Time to take LAWS into our own hands

New Zealand should add to its proud legacy of moral leadership and support a ban on lethal autonomous weapons systems, write artificial intelligence experts Professor Michael Winikoff, Professor Stephen Cranefield and Associate Professor Alistair Knott.

Swarm of autonomous lethal drones flying over a street

It is time to ban LAWS. Before lawyers reach for their pitch forks and torches, let us quickly say LAWS stands for “lethal autonomous weapons systems”, an application of artificial intelligence to warfare.

At this point, you’re probably picturing a highly sophisticated and intelligent robot, with an Austrian accent, promising to return. But that’s not what LAWS is about. We’re talking much simpler technology: anything where the decision to select a target and attack it does not involve meaningful human control.

There is a simple ethical argument for banning LAWS. Only a human can appreciate the value of human life and the significance of taking a life. Therefore, the decision should only be made by a human. It is morally wrong for it to be made by a machine.

However, some invoke a counter-argument. Human soldiers are fallible. They make mistakes. What if replacing human soldiers with robots could actually make war more ethical by reducing, or even eliminating, civilian casualties? What if replacing human soldiers with robots also saved soldiers’ lives? Perhaps war could become a wholly bloodless affair? Would LAWS not then be a good thing?

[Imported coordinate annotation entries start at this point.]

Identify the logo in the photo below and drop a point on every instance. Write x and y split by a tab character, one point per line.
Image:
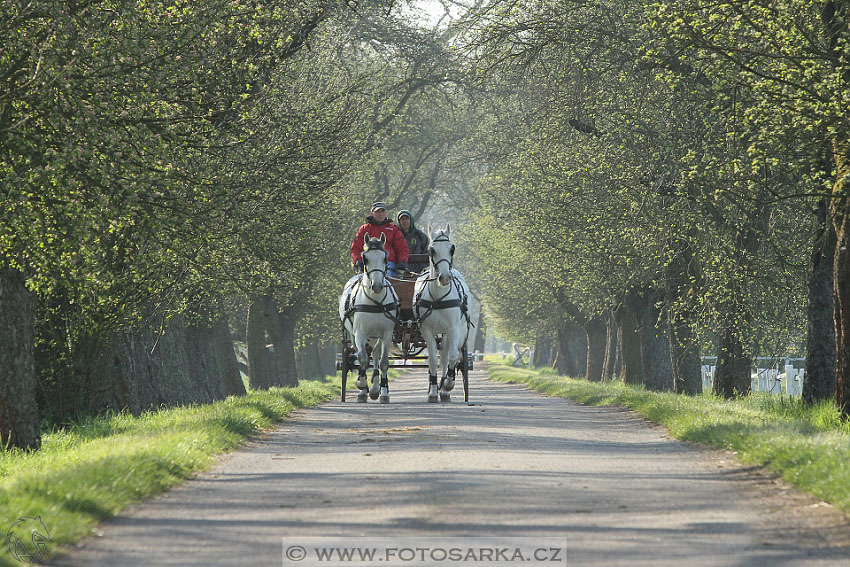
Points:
27	539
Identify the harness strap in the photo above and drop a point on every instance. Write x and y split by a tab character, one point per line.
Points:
366	308
440	304
374	307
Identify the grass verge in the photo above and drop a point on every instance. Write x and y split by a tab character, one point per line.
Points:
808	446
88	472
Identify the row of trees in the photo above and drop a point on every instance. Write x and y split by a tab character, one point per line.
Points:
669	177
174	172
638	184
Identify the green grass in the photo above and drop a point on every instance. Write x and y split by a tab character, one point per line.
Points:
90	471
808	446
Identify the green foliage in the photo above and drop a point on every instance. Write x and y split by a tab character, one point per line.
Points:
93	469
807	445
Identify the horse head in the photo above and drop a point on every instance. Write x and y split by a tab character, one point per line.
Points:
442	251
375	262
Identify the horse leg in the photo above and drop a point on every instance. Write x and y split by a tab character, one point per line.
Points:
360	340
377	348
452	356
384	397
431	342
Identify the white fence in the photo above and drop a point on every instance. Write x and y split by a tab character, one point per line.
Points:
777	376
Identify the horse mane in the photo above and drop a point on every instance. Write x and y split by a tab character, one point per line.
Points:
375	244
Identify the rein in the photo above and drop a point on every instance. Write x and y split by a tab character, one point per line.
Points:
376	306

This argument is wrong, because it is based on flawed assumptions. It assumes developing LAWS would not affect how wars are fought. It assumes the only thing that would change is the soldiers, and war would still be fought between nation states on far-off battlefields.

This completely ignores the fact that new technology has effects.

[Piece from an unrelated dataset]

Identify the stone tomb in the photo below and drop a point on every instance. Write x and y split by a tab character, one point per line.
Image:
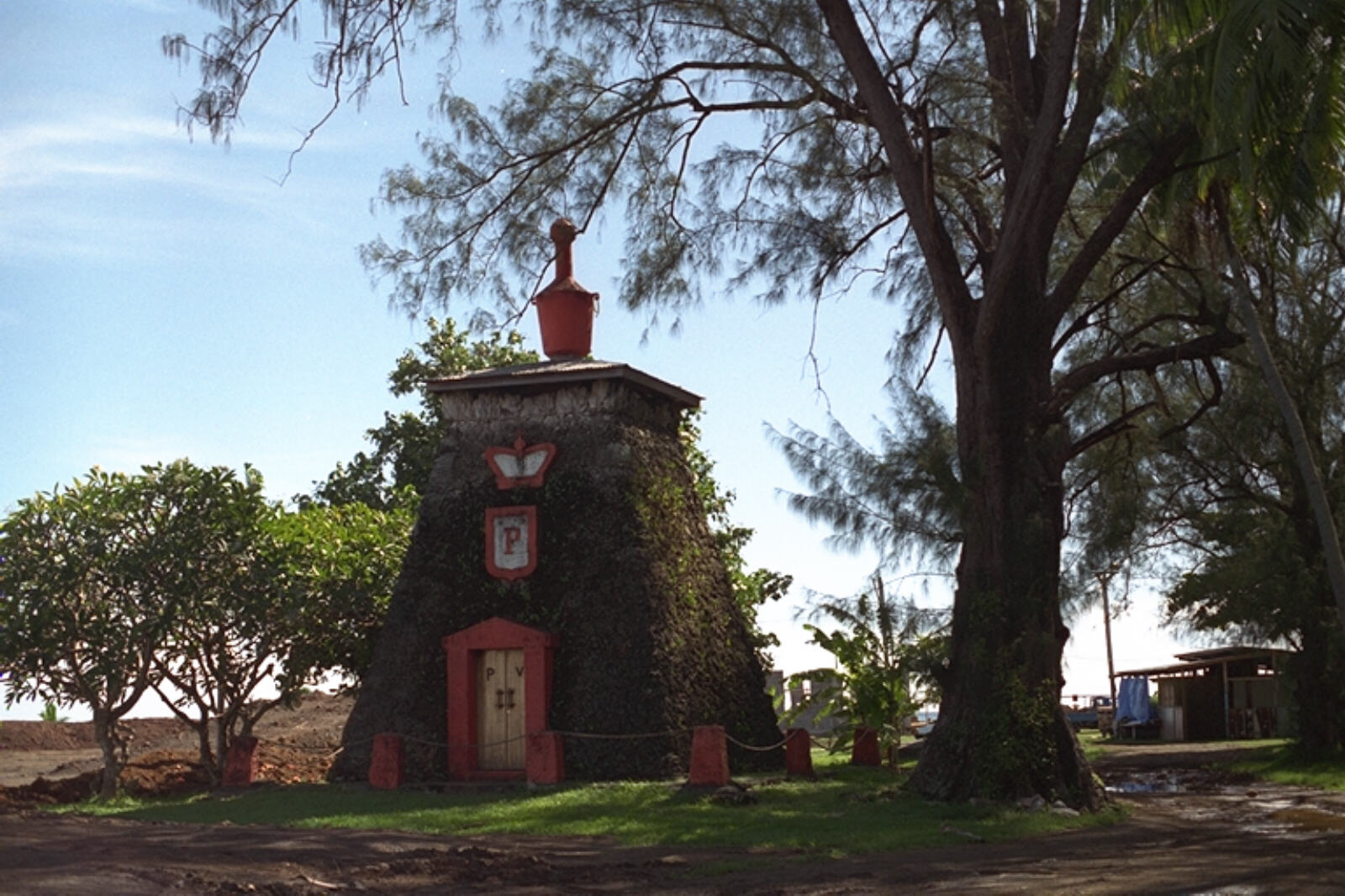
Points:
562	502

To begin, imagine not some large expensive robot roaming a war-torn desert. Instead, imagine a small drone with a weapon, perhaps some explosive material. But don’t imagine just one drone. Zoom out in your imagination and picture a large swarm of them.

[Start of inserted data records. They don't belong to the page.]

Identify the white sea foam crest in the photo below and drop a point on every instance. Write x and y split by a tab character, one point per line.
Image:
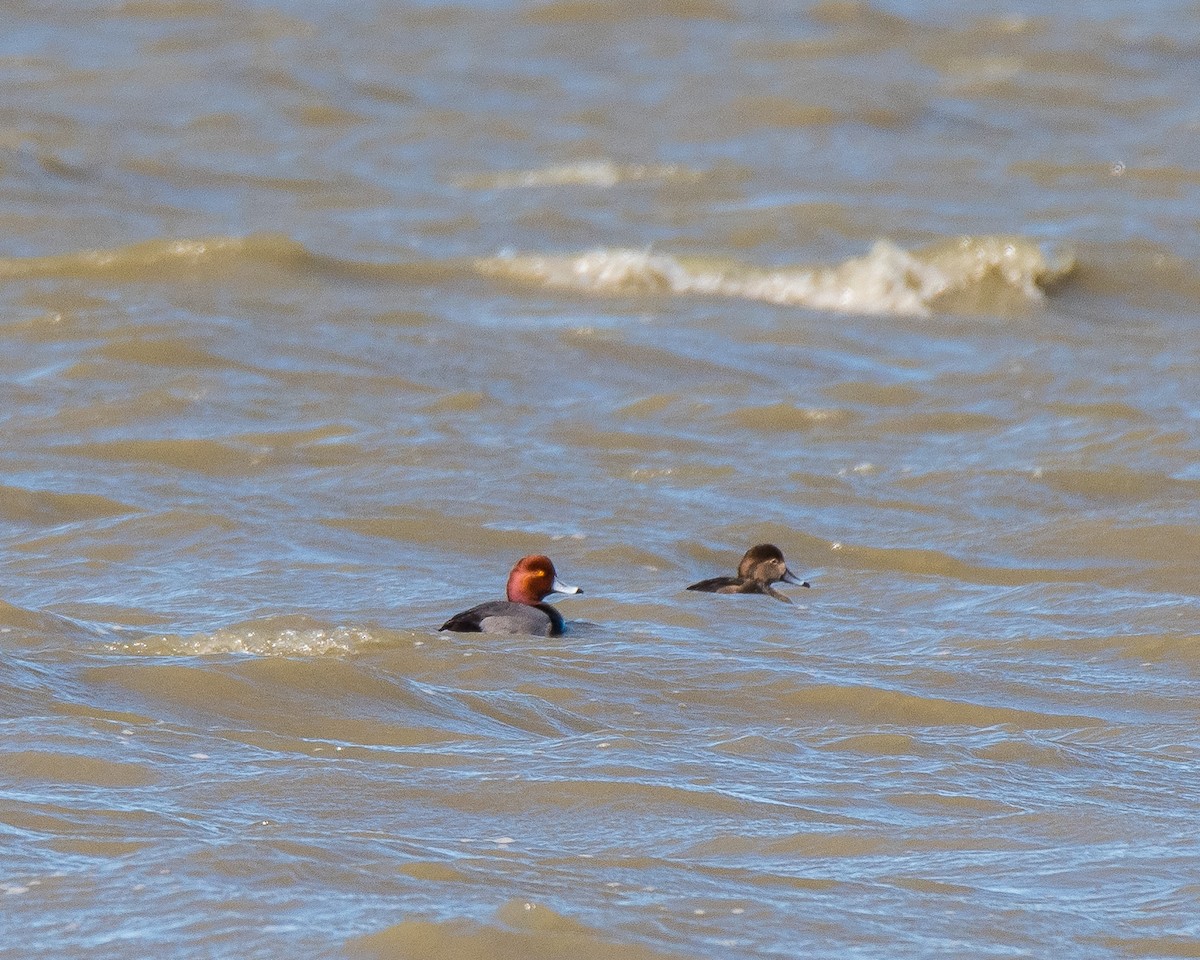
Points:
593	173
255	641
886	280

Being autonomous, these drones could be operated by a small team or even a single person. And they would be cheap enough to be widely available. This is not a weapon that would be limited to nation states. It would be available to small (radical and violent) groups and individuals.

Now imagine someone sending out a fleet of drones able to select targets based on any predefined characteristic. Imagine drones targeting people based on their skin colour. Or on their membership of a particular Facebook group or a particular political party or civil society organisation.

If you are having difficulties imagining all this, there is an excellent, and downright terrifying, video at autonomousweapons.org well worth watching.

And the bad news is this is not science fiction. It is not far in the future. It relies only on AI techniques, such as autonomous drone navigation and facial recognition, that are already well developed.

The good news is we still have a window to put a ban in place. And there is mounting pressure for such a ban, with various people, organisations and some countries pushing for one. There has also been United Nations debate.

Such bans can work. Consider chemical weapons. No company will manufacture and sell chemical weapons and any country that uses them faces immediate international condemnation and backlash. This, of course, cannot completely prevent the use of chemical weapons, but it makes their use rare and has prevented a chemical weapons arms race.

There are some existing autonomous weapons systems that are defensive (e.g. shooting down missiles) and the intention of the ban is not to encompass them. On the other hand, we would also want to consider including not just lethal weapons: any autonomous systems capable of autonomously deciding to inflict long-lasting injury to a human ought to be banned, even if the injury is not lethal.

So where does our government sit? Disappointingly, the New Zealand government has avoided taking a position, instead proposing it might be enough to have a human with an ‘abort’ button. But we know humans cannot always monitor systems effectively. And installing an abort button does not change the fact that the system is able to operate autonomously. It is all too easy to disable the abort button, coerce the human overseer or replace them with a system that simply does nothing.

Therefore, we and nearly 60 colleagues, including leading New Zealand AI researchers and other experts, have written to the government calling on it to support a ban on LAWS.

New Zealand has a long and proud history of moral leadership in this area, as seen in its strong position against nuclear weapons and its role in the Convention on Cluster Munitions. We hope the current government can add to this proud legacy.

Professor Michael Winikoff is in the School of Information Management at Victoria University of Wellington, Professor Stephen Cranefield is in the Department of Information Science at the University of Otago and Associate Professor Alistair Knott is in Otago's Department of Computer Science.